Ensure full and effective implementation of Article 8j of the CBD, recognizing the vital role of traditional knowledge in biodiversity conservation. This must be done with the full participation and free, prior, and informed consent of Indigenous Peoples and Local Communities, as well as the inclusion of Afro-descendant peoples as collective rights holders, and the benefits must be equitably shared. 

Article 8j should prioritize the development and implementation of Biocultural Community Protocols (BCP) with full and effective participation of Indigenous Peoples and Local Communities, particularly women, children and youth, to ensure community-led conservation, sustainable use of biodiversity, and just access to benefit sharing.

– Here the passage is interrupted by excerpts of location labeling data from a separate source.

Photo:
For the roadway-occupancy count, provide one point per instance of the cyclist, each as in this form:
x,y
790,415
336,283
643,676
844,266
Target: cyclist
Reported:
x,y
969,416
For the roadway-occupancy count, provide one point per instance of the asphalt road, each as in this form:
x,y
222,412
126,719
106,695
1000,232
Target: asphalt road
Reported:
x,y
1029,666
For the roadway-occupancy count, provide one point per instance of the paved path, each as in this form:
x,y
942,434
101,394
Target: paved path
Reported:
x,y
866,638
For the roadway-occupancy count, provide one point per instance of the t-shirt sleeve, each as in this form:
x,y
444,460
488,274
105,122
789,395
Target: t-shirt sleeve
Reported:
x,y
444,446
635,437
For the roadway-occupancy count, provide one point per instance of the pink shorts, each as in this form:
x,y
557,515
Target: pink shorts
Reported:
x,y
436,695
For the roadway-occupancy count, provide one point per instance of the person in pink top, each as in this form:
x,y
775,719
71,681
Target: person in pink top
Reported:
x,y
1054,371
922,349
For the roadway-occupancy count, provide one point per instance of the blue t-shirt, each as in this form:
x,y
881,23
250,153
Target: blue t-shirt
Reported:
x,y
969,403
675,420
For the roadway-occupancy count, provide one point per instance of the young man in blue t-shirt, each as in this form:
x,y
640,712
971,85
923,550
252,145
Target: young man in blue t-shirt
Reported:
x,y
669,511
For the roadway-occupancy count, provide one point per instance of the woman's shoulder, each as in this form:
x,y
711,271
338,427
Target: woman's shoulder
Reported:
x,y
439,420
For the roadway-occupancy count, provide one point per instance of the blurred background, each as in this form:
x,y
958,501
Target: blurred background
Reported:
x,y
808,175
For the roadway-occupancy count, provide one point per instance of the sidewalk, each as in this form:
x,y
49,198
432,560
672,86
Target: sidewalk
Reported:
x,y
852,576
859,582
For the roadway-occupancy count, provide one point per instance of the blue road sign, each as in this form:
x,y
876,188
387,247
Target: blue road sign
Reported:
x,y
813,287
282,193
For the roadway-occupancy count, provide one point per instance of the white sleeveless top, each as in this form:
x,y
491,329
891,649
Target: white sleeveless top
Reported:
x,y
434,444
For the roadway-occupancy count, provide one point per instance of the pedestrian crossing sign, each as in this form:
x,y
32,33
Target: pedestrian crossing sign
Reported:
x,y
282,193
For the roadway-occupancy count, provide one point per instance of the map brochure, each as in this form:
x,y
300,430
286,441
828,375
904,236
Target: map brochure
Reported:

11. Digital Sequence Information

Fully apply CBD principles of free, prior and informed consent, and access and benefit sharing to every Digital Sequence Information (DSI) database, whether public or private, and to everyone who benefits directly or indirectly from DSI. Database operators must ensure good governance for every database, naming the country of origin and ensuring transparency regarding links to traditional knowledge, while ensuring that resources are only uploaded if they have been legally obtained. Parties that fund, sponsor, or host databases must also ensure good governance.

Call to Action

COP 16 in Cali, Colombia, presents us with an opportunity to reaffirm our collective commitment to forest and biodiversity conservation and the rights of people and communities. The voices of Indigenous Peoples, Local Communities, Afro-descendants, peasant farmers, women, children, youth, and grassroots movements must be central in shaping the policies that will govern our shared future. We call on all governments to prioritize people and the planet over profit in a way that is just and equitable, gender-responsive, rights-based, and rooted in a non-market-based approach led by real, community-led solutions.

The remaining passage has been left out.